Por la noche llegaron todos los invitados. El olor a ponche inundaba toda la casa y la mesa lucía los platillos que con tanto esmero habían preparado las mujeres de mi familia. Estábamos a punto de cenar, cuando Leti le dijo a mi mamá que se iría a acostar a la habitación, porque le dolía todavía la panza. Mi madre comenzó a preocuparse, así que accedió a que Leti se fuera, no sin antes prepararle un té de manzanilla. Cuando mi hermana se fue, volví a sentir miedo, no sé cómo explicarlo. Algo me decía que Leti no estaba bien, así que salí corriendo a su habitación. Abrí la puerta rápidamente, y al entrar vi a mi tío Carlos encima de mi hermana, tapándole la boca con una mano mientras con la otra trataba de quitarle el pantalón. Ella intentaba gritar, pero con la fuerza de sus 12 años apenas si parecía resistirse. Carlos es el hermano menor de mi mamá que, para esos años, tendría por lo menos veinticinco.
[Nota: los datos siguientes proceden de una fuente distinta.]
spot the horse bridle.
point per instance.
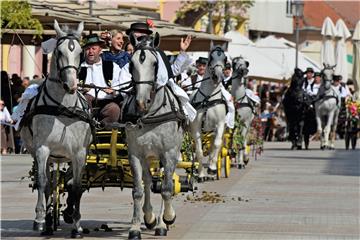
(219, 50)
(71, 47)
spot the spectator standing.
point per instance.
(115, 40)
(7, 139)
(6, 90)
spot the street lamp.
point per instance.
(297, 8)
(211, 6)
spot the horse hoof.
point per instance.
(75, 234)
(211, 172)
(241, 166)
(160, 232)
(150, 225)
(134, 235)
(167, 222)
(38, 226)
(67, 215)
(47, 232)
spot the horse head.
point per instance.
(240, 68)
(327, 75)
(297, 79)
(144, 69)
(216, 64)
(66, 56)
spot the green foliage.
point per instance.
(17, 15)
(215, 6)
(187, 147)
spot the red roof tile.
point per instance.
(316, 11)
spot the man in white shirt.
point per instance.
(313, 88)
(193, 82)
(309, 77)
(94, 71)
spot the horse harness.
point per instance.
(59, 110)
(176, 114)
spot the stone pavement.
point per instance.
(284, 194)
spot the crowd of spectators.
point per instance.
(270, 110)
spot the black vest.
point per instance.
(107, 72)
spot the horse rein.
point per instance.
(71, 47)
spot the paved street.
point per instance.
(284, 194)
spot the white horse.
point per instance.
(211, 110)
(244, 105)
(327, 107)
(57, 128)
(157, 134)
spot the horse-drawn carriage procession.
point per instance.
(79, 144)
(156, 138)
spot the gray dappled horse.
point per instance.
(58, 129)
(211, 110)
(245, 107)
(327, 107)
(157, 134)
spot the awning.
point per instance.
(107, 18)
Cuando vi lo que estaba pasando, salí corriendo, gritándole a mi mamá que mi tío Carlos estaba lastimando a Leti. Mi madre, en cuanto me escuchó, fue de inmediato a la habitación. Ahí encontró a mi hermanita llorando en el suelo, pero Carlos ya no estaba. Mi mamá corrió a abrazar a Leti, me pidió que entrara con ellas y cerró la puerta. Nos dijo que teníamos que contarle todo. Yo le dije lo que había visto. Leti, al principio no quería decirle nada, sólo lloraba; pero terminó contándole a mamá lo que Carlos le había hecho. Mi mamá lloró con nosotras, yo todavía no entendía lo que estaba pasando, solo sabía que habían lastimado a mi hermana.
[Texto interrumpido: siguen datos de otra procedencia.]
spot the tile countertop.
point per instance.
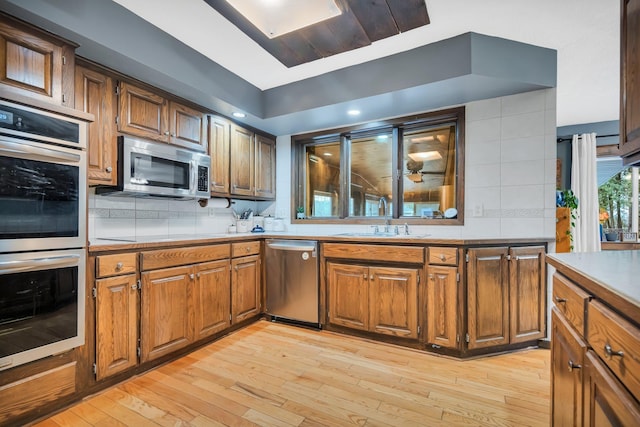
(105, 244)
(611, 276)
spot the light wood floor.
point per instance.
(279, 375)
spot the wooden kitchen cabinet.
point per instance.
(487, 297)
(95, 94)
(506, 296)
(442, 307)
(629, 82)
(183, 294)
(212, 298)
(148, 114)
(265, 165)
(242, 166)
(35, 64)
(116, 324)
(165, 323)
(377, 299)
(219, 146)
(116, 313)
(252, 164)
(568, 350)
(527, 294)
(245, 288)
(348, 295)
(607, 402)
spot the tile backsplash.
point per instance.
(112, 216)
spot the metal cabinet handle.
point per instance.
(573, 366)
(610, 352)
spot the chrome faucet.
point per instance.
(387, 219)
Esa Navidad, fue desastrosa. Antes de salir de la habitación, mi mamá nos pidió que no nos alejáramos de ella; salimos tomadas de su mano. Jamás había visto a mi madre tan enojada. Cuando entramos a la cocina, mi mamá nos soltó y se fue directamente a golpear al tío Carlos. Él solo intentaba detenerla, diciéndole que nada de lo que mi hermana le había dicho era verdad, que solo era una tonta adolescente inventando cosas. Todo era un caos, todo el mundo gritaba. Ahí supe, que la Navidad había muerto para mi familia.
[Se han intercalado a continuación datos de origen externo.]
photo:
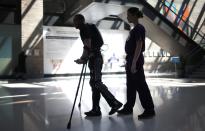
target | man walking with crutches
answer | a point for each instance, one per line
(92, 41)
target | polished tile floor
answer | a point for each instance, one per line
(45, 105)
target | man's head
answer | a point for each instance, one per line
(78, 21)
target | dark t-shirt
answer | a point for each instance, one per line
(90, 31)
(137, 33)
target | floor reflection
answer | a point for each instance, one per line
(45, 105)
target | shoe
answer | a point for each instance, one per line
(93, 113)
(125, 111)
(115, 107)
(147, 114)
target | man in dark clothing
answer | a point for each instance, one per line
(92, 41)
(134, 48)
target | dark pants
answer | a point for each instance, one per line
(98, 88)
(136, 83)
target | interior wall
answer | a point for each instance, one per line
(10, 44)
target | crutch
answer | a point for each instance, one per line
(69, 123)
(79, 105)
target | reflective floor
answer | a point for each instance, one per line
(45, 105)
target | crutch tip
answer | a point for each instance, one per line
(79, 105)
(69, 125)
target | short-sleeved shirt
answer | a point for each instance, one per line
(137, 33)
(90, 31)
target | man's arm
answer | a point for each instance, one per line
(86, 51)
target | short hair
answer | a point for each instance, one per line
(135, 11)
(80, 18)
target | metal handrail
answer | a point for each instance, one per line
(197, 31)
Y entonces, las cosas se pusieron peor. Mi papá también se le fue encima a Carlos, maldiciéndolo y amenazándolo. Todo parecía ocurrir muy rápido. Mi abuela corrió a defender a su hijo, deteniendo a mi mamá y diciéndole que no era posible que él hubiese hecho algo así. El abuelo y mis tíos trataban de detener a mi papá, pero les resultaba muy difícil porque él tenía más fuerzas. La tía Marce se acercó a mi hermana y a mí para abrazarnos. El tío José les pedía a todos que se tranquilizaran, para que pudieran hablar. Cuando se calmaron un poco los ánimos, la tía Marce nos llevó a todos los niños a otro cuarto para que cenáramos mientras los adultos platicaban del asunto.
Hasta el día de hoy desconozco lo que hablaron esa noche, pero yo me sentía muy mal. Recuerdo que no quería soltar a mi hermanita de la mano, sentía que tenía que cuidarla. Leti no dejaba de llorar, me decía que todo era su culpa, que tenía mucho miedo y que no quería que mis papás pelearan con los abuelos. No pasó mucho tiempo, cuando escuchamos de nuevo los gritos. Y unos minutos después, mi mamá apareció en la puerta de la habitación haciéndonos señas para que saliéramos con ella. Al salir vi a mi papá destrozado, se acercó a Leti y la abrazó. Mis papás sin decirnos nada nos llevaron a la camioneta.
Mi abuela intentó alcanzar a mi mamá, quería hablar con ella, pero mi mamá no dejó que la tocara y le gritó cosas muy feas. Mi madre le reclamó a mi abuela por no hacer nada, por defender a Carlos. Le gritó que no era posible que defendiera a un violador. Finalmente, mientras mi abuela lloraba, mi mamá le juró que las cosas no se quedarían así, que su hijo –el tío Carlos– pagará por lo que había hecho.
Salimos de la casa de los abuelos y nunca más volvimos. Ese día murió la Navidad.